We've had a couple of Subversion outages recently. As usual, development ground to a halt. People couldn't update their projects, couldn't get the history - we shelved some changes in Intellij for checkin later in the day... in short a pain we could live without. Such is life with centralised version control.

Since the advent of bitbucket I've been using Mercurial a lot for my own projects, so thought why not try it at work as a fallback for when subversion is down. Here's the quick recipe for Ubuntu based on this:

sudo apt-get install mercurial python-subversion
hg clone http://bitbucket.org/durin42/hgsubversion
cd hgsubversion
sudo python setup.py install

Edit ~/.hgrc and add

[extensions]
hgsubversion=

Now clone your repo with something like this:

hg clone svn+http://myhost.com/myrepo

You can push and pull your changes to subversion using regular "hg push" and "hg pull".

Works beautifully in Intellij too, but just make sure to:

  • Install Mercurial plugin
  • Recreate your project file if you have it checked into Subversion, Intellij will still think it's a subversion project despite the lack of .svn dir and presence of .hg.

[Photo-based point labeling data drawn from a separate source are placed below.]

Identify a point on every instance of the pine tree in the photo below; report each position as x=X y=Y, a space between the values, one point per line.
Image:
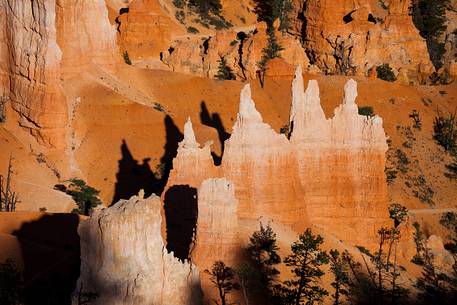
x=224 y=72
x=263 y=251
x=222 y=277
x=306 y=261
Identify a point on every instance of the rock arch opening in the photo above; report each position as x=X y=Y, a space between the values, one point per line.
x=181 y=212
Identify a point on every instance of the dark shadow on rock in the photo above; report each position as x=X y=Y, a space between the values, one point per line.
x=133 y=175
x=181 y=211
x=214 y=120
x=51 y=255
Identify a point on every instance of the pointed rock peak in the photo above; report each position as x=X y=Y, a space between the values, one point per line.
x=189 y=136
x=247 y=106
x=350 y=92
x=312 y=92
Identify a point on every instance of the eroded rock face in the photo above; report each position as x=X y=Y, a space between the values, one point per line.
x=30 y=68
x=340 y=163
x=124 y=260
x=352 y=37
x=330 y=173
x=217 y=230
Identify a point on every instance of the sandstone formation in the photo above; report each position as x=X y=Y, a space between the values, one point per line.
x=330 y=173
x=241 y=50
x=352 y=37
x=345 y=154
x=124 y=260
x=30 y=68
x=217 y=230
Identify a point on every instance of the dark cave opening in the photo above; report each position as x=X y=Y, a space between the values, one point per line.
x=181 y=212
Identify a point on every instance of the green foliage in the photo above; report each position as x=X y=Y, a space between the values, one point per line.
x=10 y=283
x=341 y=283
x=272 y=50
x=419 y=240
x=306 y=261
x=445 y=132
x=398 y=213
x=85 y=196
x=263 y=251
x=386 y=73
x=270 y=10
x=127 y=58
x=192 y=30
x=366 y=111
x=222 y=278
x=429 y=16
x=224 y=72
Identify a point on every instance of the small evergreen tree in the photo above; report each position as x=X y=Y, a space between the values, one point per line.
x=222 y=278
x=224 y=72
x=386 y=73
x=263 y=251
x=445 y=128
x=306 y=261
x=341 y=283
x=272 y=50
x=86 y=197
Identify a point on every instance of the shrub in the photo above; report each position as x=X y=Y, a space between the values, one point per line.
x=386 y=73
x=224 y=72
x=366 y=111
x=429 y=17
x=192 y=30
x=86 y=197
x=127 y=58
x=445 y=132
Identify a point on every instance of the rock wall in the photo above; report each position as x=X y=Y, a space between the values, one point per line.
x=352 y=37
x=124 y=261
x=217 y=230
x=30 y=68
x=341 y=164
x=330 y=173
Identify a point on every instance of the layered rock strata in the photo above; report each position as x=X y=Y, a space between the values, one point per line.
x=346 y=37
x=330 y=173
x=217 y=230
x=30 y=68
x=124 y=260
x=340 y=163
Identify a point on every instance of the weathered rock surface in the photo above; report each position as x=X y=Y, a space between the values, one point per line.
x=352 y=37
x=30 y=68
x=345 y=154
x=124 y=260
x=217 y=235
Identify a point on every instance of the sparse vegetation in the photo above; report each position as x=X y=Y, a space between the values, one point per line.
x=272 y=50
x=10 y=283
x=429 y=16
x=445 y=128
x=366 y=111
x=270 y=10
x=8 y=198
x=306 y=262
x=386 y=73
x=224 y=72
x=127 y=58
x=223 y=278
x=85 y=196
x=192 y=30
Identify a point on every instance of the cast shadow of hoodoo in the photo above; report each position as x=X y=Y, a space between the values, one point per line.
x=181 y=212
x=214 y=120
x=132 y=175
x=51 y=255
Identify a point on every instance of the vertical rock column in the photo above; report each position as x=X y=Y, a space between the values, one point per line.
x=217 y=230
x=124 y=261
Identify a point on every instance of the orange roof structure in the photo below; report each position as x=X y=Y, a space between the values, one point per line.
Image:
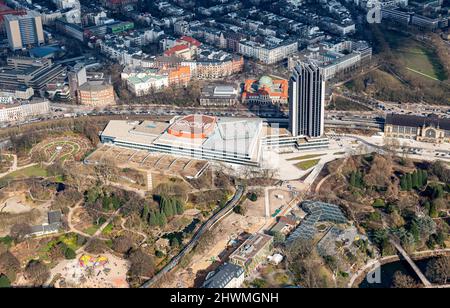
x=190 y=40
x=193 y=127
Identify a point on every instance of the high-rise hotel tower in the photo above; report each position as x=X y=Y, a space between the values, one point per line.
x=306 y=101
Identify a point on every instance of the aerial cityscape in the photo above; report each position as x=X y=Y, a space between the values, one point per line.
x=257 y=144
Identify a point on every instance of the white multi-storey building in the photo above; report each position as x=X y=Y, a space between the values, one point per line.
x=22 y=112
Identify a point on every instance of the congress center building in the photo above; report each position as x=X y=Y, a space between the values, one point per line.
x=230 y=140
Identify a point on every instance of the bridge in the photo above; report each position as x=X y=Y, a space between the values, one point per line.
x=413 y=265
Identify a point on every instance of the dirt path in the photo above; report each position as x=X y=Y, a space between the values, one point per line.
x=69 y=220
x=145 y=236
x=338 y=172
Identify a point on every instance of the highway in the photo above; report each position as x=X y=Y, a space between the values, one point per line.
x=202 y=230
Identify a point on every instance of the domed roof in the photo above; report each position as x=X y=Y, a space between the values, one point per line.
x=265 y=81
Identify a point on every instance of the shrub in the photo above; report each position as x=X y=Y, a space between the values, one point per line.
x=4 y=282
x=69 y=253
x=252 y=196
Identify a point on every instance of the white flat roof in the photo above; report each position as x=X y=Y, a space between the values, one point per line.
x=231 y=135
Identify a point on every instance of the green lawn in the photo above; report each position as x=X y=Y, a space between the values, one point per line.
x=307 y=164
x=416 y=56
x=33 y=171
x=108 y=229
x=309 y=156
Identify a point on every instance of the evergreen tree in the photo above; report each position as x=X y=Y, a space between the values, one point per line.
x=180 y=207
x=145 y=213
x=174 y=242
x=162 y=220
x=166 y=207
x=415 y=231
x=359 y=179
x=419 y=178
x=153 y=221
x=414 y=179
x=403 y=183
x=433 y=210
x=409 y=181
x=353 y=179
x=173 y=206
x=424 y=177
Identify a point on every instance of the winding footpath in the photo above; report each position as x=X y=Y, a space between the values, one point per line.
x=193 y=242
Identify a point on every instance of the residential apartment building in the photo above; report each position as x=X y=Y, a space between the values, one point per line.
x=30 y=72
x=268 y=53
x=21 y=112
x=219 y=95
x=24 y=30
x=96 y=94
x=265 y=91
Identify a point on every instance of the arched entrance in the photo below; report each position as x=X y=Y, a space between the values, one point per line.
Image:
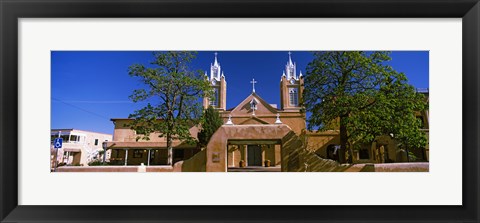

If you are using Maven you can just open your pom.xml to do this.
  • Remember that a Ctrl-K checkin is only checking into your local Mercurial. If you need to push changes to Subversion you'll have to issue a push command from the Mercurial menu.

I'm sure there's some gotcha's that might come up (seems like merging is one) - but on the face of it, it seems to work pretty well. 

I'll post windows instructions later when I get around to it - but this post seems to be pretty complete. Also don't confuse hgsubversion project with hgsvn (which has a deb package) - hgsvn looks to be deprecated in favour of hgsubversion.